By pushing against the status quo, an artist is rejecting generalizations. I think we can all agree that that is a positive? It may seem overly political on the surface but every creative choice is a political statement regardless of one’s genre. Smith brought up Le Guin, who uses fantastic characters and worlds to discuss very real topics like gender. She quotes Nabokov who in his writing had to “create America” by countering the reality of the admen of the 50s era.
By writing, by creating, you are throwing your voice into the noise. Refuse to make the same noise as everyone else.
Near the end of her lecture Smith brought something up that really hit home for me, she wondered how many people attended this talk as writers because they don’t identify as readers. After all, reading is just as political a practice as writing. Prior to reading White Teeth, I was attending as a writer. Afterwards, a reader absolutely. And I can’t help but find the previous notion ludicrous!
How many readings have I attended as a writer thinking I will get something out of them? Too many. Anyone who has been writing for a long time knows that there is no secret to it, no magic formula to get you from point A of being a newbie to point B of being a NYT bestselling master. To be a writer, to be successful, you simply need to write. That’s it. Attending as a reader is far more rewarding, and as I’ve said before, I am a reader even before I am a writer.
We live in an era where every writer is expected to have a platform well developed prior to publication –heck, prior to writing! Honestly, why? We have developed into a legion of people obsessed with the writer, not the written word. Smith said she learns more about a person reading what they’ve put on the page than by any other means. I have to go one step further and wonder why we aren’t more interested in the product than the producer. But like Smith, I’ve spent most of my years reading writers long dead.
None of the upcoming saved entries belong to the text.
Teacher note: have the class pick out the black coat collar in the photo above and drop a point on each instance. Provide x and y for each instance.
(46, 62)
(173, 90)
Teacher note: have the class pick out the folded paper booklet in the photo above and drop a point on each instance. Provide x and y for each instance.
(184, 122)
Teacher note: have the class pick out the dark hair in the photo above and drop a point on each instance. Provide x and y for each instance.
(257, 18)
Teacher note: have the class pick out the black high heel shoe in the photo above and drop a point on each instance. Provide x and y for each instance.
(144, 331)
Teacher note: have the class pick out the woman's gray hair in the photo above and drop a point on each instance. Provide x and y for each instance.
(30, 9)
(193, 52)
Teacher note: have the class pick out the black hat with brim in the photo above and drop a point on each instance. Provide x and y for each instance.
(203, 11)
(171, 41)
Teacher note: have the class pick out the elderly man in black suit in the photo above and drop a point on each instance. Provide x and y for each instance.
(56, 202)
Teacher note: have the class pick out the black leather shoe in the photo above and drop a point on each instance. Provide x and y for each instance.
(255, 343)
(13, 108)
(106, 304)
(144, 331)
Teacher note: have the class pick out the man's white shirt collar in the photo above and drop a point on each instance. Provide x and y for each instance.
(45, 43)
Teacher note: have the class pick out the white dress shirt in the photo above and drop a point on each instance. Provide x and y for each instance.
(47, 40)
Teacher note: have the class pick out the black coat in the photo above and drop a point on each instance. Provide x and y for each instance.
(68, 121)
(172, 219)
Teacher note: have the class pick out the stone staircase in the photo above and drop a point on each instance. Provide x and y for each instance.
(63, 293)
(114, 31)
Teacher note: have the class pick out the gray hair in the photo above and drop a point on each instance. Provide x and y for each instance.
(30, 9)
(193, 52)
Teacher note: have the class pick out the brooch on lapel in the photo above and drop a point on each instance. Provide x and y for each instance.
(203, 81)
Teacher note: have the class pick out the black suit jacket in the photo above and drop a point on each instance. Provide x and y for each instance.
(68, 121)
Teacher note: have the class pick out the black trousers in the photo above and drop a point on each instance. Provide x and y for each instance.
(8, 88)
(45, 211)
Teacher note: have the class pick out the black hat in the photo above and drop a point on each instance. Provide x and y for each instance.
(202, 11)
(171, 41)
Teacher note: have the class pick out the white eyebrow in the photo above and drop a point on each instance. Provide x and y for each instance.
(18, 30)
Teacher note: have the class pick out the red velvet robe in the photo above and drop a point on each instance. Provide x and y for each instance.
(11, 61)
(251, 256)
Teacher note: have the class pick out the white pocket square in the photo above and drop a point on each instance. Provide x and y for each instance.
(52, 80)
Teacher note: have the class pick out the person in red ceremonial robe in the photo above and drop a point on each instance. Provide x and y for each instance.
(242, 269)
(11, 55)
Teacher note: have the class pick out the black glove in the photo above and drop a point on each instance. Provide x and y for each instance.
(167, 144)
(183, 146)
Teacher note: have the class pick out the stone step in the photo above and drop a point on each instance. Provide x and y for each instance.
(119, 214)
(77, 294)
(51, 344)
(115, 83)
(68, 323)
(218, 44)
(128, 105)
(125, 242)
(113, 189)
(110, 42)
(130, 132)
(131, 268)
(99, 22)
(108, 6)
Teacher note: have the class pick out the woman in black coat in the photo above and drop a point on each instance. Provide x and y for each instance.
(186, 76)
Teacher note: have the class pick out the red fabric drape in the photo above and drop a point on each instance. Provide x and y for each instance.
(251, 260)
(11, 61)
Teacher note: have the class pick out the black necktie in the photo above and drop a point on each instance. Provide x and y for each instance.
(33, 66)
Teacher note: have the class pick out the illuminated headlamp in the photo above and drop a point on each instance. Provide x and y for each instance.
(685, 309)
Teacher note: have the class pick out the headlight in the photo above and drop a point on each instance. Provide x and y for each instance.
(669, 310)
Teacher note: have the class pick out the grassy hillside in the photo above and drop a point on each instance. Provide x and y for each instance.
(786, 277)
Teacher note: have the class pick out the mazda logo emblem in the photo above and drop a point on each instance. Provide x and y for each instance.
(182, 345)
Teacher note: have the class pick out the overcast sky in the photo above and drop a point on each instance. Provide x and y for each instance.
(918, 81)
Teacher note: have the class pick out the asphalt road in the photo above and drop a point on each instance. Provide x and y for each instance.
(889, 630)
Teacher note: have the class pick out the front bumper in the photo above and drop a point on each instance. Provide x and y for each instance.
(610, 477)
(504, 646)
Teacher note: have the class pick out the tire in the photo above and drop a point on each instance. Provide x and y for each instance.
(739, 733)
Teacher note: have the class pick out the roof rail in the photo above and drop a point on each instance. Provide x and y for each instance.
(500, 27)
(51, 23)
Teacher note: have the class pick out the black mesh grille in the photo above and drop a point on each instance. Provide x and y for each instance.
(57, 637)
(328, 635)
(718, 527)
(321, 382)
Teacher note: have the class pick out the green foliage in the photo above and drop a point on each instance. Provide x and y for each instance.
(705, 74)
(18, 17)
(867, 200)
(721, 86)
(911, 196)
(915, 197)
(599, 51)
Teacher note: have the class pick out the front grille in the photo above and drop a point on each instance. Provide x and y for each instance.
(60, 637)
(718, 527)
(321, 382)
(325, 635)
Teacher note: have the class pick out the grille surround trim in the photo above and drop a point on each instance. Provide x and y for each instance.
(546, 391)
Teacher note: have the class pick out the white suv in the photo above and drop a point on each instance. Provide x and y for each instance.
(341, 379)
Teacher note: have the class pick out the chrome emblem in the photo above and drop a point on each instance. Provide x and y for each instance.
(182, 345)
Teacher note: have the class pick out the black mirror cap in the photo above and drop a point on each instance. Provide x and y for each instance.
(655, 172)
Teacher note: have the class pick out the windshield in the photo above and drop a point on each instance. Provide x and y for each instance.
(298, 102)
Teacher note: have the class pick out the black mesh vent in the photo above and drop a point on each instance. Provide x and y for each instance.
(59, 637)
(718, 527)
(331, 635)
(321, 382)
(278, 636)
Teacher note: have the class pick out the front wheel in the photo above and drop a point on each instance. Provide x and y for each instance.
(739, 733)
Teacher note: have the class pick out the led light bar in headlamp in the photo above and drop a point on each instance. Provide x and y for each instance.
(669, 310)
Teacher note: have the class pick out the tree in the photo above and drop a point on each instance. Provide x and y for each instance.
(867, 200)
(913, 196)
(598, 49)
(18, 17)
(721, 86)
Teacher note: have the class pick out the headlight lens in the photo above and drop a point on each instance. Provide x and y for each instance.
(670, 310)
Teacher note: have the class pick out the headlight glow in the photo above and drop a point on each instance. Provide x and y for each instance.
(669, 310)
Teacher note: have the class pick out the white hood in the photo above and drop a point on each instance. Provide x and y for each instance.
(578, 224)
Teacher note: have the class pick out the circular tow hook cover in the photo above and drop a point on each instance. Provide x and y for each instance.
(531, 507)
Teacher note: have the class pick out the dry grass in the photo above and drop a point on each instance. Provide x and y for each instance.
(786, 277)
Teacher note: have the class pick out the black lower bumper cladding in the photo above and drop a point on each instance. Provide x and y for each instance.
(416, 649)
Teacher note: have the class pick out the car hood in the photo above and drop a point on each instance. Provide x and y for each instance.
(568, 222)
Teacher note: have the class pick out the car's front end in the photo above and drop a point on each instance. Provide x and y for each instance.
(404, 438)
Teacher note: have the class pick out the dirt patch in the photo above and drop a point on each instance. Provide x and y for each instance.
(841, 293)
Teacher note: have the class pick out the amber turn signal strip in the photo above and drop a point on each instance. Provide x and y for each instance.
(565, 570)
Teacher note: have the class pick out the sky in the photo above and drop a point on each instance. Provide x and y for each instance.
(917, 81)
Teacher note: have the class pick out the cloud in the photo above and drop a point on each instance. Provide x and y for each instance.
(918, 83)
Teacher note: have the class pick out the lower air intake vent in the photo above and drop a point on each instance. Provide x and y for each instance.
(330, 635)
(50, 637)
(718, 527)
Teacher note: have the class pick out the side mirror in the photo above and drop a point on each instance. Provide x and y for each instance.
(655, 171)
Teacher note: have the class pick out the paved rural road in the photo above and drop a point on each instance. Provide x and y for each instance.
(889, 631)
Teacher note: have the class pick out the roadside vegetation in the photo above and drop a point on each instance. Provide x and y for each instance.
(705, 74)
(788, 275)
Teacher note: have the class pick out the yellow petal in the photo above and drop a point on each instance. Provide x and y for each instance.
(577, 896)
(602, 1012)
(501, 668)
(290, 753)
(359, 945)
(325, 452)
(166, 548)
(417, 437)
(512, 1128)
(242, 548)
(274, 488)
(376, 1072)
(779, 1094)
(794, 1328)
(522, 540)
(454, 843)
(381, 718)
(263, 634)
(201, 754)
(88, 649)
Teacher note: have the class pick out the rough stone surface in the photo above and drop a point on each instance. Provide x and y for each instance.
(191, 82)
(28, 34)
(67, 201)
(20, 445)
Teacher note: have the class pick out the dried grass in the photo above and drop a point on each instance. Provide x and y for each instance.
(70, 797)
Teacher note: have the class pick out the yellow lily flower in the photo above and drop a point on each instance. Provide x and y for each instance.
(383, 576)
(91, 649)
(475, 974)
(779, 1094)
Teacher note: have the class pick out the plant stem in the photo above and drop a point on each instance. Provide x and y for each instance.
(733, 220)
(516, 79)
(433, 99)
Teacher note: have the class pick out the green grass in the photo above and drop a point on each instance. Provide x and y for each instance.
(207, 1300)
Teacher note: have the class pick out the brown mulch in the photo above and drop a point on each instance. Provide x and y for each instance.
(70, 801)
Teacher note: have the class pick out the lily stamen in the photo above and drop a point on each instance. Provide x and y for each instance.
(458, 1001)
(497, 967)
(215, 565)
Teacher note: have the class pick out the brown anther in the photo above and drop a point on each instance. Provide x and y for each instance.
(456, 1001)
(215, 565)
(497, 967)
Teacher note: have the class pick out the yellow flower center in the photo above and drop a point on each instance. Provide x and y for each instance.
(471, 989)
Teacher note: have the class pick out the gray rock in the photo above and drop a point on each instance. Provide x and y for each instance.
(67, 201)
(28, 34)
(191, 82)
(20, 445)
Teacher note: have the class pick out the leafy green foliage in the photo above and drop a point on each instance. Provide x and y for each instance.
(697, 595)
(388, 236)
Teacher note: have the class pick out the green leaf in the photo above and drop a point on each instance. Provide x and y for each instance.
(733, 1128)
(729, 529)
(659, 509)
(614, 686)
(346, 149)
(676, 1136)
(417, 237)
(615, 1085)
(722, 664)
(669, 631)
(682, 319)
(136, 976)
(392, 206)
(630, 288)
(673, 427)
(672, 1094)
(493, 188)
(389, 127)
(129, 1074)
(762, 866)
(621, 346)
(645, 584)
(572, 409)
Smith tied her concerns about the cult of the writer to the commodification of creativity. While I agree wholly with her, I don’t share the widespread literary view that one can sell their work and become impure to it. I believe Smith is on the same page because she said more than once that success isn’t bad, it’s how one gets there that matters. The commodification of the product isn’t the problem, it’s the commodification of the process.
This is where we come back to that Why Write? response about answering a pre-existing demand. Are readers looking to hear the same thing they’ve heard before or do they desire a new answer?
It’s gotten a bit academic here, so this is my summary translation: write what you want to write because you have something to say, not because you think you’re saying what others want to hear.
I’ll wrap it up with this refreshing (and probably comment-inducing) idea Smith imparted: writer is not an identity, writing is a practice. Writing is something you do, not something you are.
All the people who could have filled those empty seats missed out on something special.